PARIS: "Cheval de Troie" d'une vidéosurveillance généralisée pour les sénateurs écologistes et communistes, mesures "incontournables" pour sécuriser les JO-2024 de Paris pour les autres, le projet de loi olympique très axé sur la sécurité a été largement adopté mardi par le Sénat.
Le texte a été voté par 245 voix pour et 28 voix contre. Examiné en procédure accélérée (une seule lecture par chambre) il va être transmis à l'Assemblée.
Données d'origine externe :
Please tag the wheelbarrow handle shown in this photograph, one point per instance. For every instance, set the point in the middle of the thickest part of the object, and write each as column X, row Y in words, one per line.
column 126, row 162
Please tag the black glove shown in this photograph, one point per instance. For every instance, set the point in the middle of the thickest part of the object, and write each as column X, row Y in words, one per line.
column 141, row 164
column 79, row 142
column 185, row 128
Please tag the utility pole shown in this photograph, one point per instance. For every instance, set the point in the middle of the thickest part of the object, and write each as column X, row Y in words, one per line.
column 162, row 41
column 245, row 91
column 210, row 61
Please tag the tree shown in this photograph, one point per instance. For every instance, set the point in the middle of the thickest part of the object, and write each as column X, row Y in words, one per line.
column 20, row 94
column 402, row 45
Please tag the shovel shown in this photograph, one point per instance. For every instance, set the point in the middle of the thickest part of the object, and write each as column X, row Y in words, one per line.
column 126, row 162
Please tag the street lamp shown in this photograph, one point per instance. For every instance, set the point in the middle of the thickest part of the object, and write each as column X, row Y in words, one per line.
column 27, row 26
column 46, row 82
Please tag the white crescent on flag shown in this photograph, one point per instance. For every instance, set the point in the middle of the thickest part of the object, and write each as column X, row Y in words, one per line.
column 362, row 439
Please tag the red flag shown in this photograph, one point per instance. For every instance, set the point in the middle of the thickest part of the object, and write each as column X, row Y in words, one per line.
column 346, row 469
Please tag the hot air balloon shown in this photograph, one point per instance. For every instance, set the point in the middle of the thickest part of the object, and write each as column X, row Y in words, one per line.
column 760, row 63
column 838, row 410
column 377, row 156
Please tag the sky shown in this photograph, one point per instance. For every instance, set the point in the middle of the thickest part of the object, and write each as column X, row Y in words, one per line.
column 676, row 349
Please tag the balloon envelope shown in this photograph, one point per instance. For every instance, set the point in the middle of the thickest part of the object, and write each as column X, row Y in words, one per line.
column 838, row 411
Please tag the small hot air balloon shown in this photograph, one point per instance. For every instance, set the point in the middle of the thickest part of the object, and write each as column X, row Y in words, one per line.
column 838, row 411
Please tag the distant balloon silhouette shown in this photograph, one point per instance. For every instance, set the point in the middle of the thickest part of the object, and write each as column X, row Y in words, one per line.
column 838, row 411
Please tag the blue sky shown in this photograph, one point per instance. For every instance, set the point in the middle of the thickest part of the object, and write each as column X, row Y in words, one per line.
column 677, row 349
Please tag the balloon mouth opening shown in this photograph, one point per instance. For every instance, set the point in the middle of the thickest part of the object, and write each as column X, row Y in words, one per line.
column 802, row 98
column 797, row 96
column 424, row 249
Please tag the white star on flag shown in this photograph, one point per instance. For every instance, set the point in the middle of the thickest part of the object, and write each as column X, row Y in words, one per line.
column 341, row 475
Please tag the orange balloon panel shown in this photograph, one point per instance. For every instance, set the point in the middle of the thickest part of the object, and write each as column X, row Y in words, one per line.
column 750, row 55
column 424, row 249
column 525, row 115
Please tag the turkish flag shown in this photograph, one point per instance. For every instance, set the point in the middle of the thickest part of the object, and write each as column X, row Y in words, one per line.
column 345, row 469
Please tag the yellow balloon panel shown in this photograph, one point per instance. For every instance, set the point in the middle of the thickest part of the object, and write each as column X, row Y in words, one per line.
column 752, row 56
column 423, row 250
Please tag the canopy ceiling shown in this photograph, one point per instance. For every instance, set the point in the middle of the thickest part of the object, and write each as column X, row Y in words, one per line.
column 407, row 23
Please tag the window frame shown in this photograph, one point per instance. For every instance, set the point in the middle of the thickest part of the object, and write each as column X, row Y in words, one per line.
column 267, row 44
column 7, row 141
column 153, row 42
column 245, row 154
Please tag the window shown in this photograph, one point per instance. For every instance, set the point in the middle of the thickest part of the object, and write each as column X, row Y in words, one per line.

Débattu la semaine dernière, son article phare permet l'expérimentation de caméras dotées d'algorithmes pour détecter des mouvements de foule suspects ou éviter des "goulets d'étranglements dans le transports". Ce dispositif va "contribuer à la sécurisation des Jeux" et servira pour "évaluer en temps réel les mérites de cette technologie", s'est félicité la sénateur LR Agnès Canayer dont le groupe a voté pour.
Ces caméras d'un nouveau type pourront être déployées dès l'entrée en vigueur de la loi et pourraient donc être testées pour la Coupe du monde de rugby dans huit mois, avant d'aider à la sécurisation des JO de Paris et notamment sa cérémonie d'ouverture inédite sur la Seine le 26 juillet 2024.
"Nombreuses garanties"
Dans le rétroviseur, le fiasco de la finale de la Ligue des champions fin mai 2022 avec des spectateurs bloqués à la sortie du RER, d'autres sans billets escaladant les grilles du Stade de France, des familles aspergées de gaz lacrymo ou se faisant agresser.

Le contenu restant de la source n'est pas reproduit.